Both the 5’ and 3’ chromosome telomeres lacked synteny and contained gene content that differed between species. Investigation of these sequences showed the chromosome telomeres to be identical to plasmid telomere sequence (Additional File 1: Fig S3), with the exception of B. hermsii whose 5’ chromosome telomere was not found in its plasmids. Of note, we identified the presence of a variable major protein (vmp) allele on the 5’ telomere of the B. coriaceae Co53 chromosome (bcCo53_000002). The vmp alleles are important for RF spirochete pathogenesis and exist in two different but functionally synonymous types, variable large and variable small proteins [2, 46,47,48,49]. The bcCo53_000002 allele was intact and annotated as a variable large protein. Vmp alleles have not been previously reported on RF spirochete chromosomes. While sequences of RF spirochete chromosomes have been available for some time, many are missing the telomeric ends of the chromosome. Our work indicates that while most of the chromosome is syntenic, gene exchange and accumulation between chromosome and plasmid has occurred in the telomeres.

Plasmid sequence analysis

With the generated genomes, we were positioned to analyze and compare the plasmid sequences of the WHsTBRF spirochetes. We determined the number and location of putative plasmid partitioning genes for all plasmids (Fig. 4). Plasmid partitioning genes are important for the stable, heritable maintenance of plasmids in bacteria.
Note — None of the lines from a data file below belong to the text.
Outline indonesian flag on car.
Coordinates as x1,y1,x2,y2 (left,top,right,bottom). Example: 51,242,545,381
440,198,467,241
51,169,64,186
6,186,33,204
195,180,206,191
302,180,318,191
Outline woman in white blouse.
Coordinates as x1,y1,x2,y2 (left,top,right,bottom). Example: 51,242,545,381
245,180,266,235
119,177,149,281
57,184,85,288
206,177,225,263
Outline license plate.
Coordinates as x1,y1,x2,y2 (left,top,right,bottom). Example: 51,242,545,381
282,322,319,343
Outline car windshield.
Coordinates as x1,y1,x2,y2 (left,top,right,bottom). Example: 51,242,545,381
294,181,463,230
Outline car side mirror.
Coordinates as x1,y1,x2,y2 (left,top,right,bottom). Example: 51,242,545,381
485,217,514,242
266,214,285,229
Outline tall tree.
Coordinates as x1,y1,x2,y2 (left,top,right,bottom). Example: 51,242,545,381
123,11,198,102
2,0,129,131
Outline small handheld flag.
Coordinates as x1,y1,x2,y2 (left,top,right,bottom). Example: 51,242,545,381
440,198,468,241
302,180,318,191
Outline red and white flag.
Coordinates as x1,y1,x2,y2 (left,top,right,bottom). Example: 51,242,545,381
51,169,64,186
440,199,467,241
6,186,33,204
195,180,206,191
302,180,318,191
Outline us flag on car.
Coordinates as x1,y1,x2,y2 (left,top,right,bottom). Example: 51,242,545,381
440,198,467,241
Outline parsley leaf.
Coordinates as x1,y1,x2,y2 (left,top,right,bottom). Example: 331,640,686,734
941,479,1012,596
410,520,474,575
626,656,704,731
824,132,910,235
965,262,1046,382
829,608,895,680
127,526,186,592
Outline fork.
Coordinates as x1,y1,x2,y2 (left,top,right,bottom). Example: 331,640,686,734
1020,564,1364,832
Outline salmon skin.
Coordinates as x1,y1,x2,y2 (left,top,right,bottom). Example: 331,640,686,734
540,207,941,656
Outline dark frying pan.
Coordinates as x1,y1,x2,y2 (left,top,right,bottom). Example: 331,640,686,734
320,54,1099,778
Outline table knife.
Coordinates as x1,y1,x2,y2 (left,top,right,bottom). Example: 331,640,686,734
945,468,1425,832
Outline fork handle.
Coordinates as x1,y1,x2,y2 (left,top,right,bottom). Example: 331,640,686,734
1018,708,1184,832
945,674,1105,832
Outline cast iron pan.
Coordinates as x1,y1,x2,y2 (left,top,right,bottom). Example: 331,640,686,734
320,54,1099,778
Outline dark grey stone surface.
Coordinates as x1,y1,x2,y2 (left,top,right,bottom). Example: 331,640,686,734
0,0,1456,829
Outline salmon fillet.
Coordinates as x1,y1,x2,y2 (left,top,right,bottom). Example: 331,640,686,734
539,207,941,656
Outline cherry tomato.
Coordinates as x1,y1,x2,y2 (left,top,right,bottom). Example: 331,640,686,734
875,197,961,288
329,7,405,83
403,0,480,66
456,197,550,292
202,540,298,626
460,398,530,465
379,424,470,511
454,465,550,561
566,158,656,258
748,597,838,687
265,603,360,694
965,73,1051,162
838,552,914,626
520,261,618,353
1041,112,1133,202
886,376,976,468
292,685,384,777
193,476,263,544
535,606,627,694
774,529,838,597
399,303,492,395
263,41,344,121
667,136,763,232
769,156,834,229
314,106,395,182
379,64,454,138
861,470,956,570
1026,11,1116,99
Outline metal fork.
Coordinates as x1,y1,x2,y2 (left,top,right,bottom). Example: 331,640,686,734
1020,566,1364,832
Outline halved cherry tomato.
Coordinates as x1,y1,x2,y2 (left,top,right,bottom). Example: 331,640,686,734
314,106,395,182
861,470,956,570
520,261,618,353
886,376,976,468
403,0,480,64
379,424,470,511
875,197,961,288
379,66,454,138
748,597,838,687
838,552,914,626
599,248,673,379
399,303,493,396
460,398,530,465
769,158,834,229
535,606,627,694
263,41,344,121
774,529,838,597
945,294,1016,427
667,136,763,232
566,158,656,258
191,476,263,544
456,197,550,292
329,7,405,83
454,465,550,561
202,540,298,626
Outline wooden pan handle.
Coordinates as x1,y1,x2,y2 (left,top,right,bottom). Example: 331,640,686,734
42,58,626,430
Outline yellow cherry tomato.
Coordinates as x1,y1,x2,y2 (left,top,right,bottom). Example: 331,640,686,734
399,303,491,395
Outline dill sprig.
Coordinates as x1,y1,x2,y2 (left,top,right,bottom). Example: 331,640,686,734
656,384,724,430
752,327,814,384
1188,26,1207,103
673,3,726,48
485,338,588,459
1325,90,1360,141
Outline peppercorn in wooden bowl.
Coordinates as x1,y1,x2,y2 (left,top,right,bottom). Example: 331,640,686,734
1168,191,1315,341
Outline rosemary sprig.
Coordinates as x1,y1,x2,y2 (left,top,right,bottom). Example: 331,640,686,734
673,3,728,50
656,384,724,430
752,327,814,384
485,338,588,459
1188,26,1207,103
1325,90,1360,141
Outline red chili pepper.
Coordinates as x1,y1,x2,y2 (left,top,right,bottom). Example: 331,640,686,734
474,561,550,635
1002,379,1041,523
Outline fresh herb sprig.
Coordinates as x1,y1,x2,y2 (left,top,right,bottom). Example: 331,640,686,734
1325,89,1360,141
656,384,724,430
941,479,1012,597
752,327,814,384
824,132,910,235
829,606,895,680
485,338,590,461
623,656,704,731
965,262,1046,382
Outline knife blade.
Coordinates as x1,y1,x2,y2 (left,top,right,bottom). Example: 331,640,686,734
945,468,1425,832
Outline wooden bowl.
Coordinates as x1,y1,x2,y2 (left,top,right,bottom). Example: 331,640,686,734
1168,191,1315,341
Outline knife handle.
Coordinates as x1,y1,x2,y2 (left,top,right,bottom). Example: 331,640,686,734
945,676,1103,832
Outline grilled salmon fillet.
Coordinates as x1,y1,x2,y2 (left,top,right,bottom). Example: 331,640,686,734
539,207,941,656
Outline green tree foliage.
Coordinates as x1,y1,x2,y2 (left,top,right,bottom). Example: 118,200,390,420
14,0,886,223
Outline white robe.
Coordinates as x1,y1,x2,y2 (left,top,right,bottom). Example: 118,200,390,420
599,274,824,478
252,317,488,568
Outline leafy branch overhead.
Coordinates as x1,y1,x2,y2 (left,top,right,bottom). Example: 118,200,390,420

At least five Borrelia paralogous gene families have been identified as putative plasmid partitioning genes: PF32, PF49, PF50, PF57, and PF62 [50,51,52]. The PF57 and PF62 gene families have limited similarity to other genes outside of Borrelia but are thought to be functionally redundant and have been grouped together as PF57/62 [20, 50]. Analysis of plasmid partitioning genes showed 39 plasmids contained multiple sets or copies of these genes (Fig. 4). The presence of multiple copies of partitioning genes on the same replicon suggests plasmid fusion events as each plasmid should contain a unique set or copy of the plasmid partitioning genes [50]. However, because these genes are likely involved in plasmid compatibility, containing the same set of partitioning genes on multiple plasmids would be detrimental. Such an event would result in plasmid incompatibility resulting in plasmid loss in daughter cells [21, 51]. Consequently, we would expect plasmid partitioning genes to be divergent in nucleotide identity within the same genome. To further investigate the relationships between plasmids and the partitioning genes, we performed phylogenetic analysis.

Fig. 4
figure 4

Plasmid repertoires and approximate locations of plasmid partitioning genes. The proportionate sizes of the plasmids found in each isolate are graphically depicted. The replicons are named based on topology (lp = linear plasmid, cp = circular plasmid) followed by the size to the nearest kilobase. The breaks in the megaplasmids, denoted by the discontinuity found on the left side of the megaplasmid, are of 80 kb except for B. anserina BA2 which was not broken. The approximate location of the PF32, PF49, PF50, and PF57/62 plasmid partitioning genes and their orientations are also shown with triangles facing right for positive-sense and left for negative-sense. This figure highlights the possibility of past fusion events on plasmids that have multiple plasmid partitioning gene(s) of the same type. Created with BioRender.com

Borrelial plasmids have been previously investigated and classified by phylogenetic analysis of PF32 loci [21, 22, 25], and we performed a similar analysis with our dataset (Additional File 1: Fig S4). However, we identified fourteen plasmids lacking a PF32 locus, so we performed a phylogenetic analysis of PF57/62 loci (Additional File 1: Fig S5), which was found in every plasmid in at least one copy. In these phylogenetic analyses, we included LD spirochete and B. miyamotoi CT13-2396 PF32 and PF57/62 loci (deposited genomes used are indicated in Additional File 2: Table S4) [22]. The PF32 loci phylogenetic analysis determined WHsTBRF spirochetes had a total of 30 plasmid clusters based on topology. Eleven of these plasmid clusters were related to plasmid-types found in LD spirochetes (Additional File 1: Fig S4). Seven plasmid clusters contained plasmids found in B. miyamotoi CT13-2396, while nine clusters did not contain a plasmid from either the LD spirochetes or B. miyamotoi CT13-2396 (Additional File 1: Fig S4). Within all plasmid clusters there were a variety of plasmid topologies and sizes. Due to this finding, adopting the nomenclature used in LD spirochete plasmid typing was not practical. Consequently, we designated each cluster as a plasmid family (“F” for family, F1-30) for reference in this and future analyses until more complete work can develop a harmonized nomenclature for New- and Old-World RF spirochete plasmids.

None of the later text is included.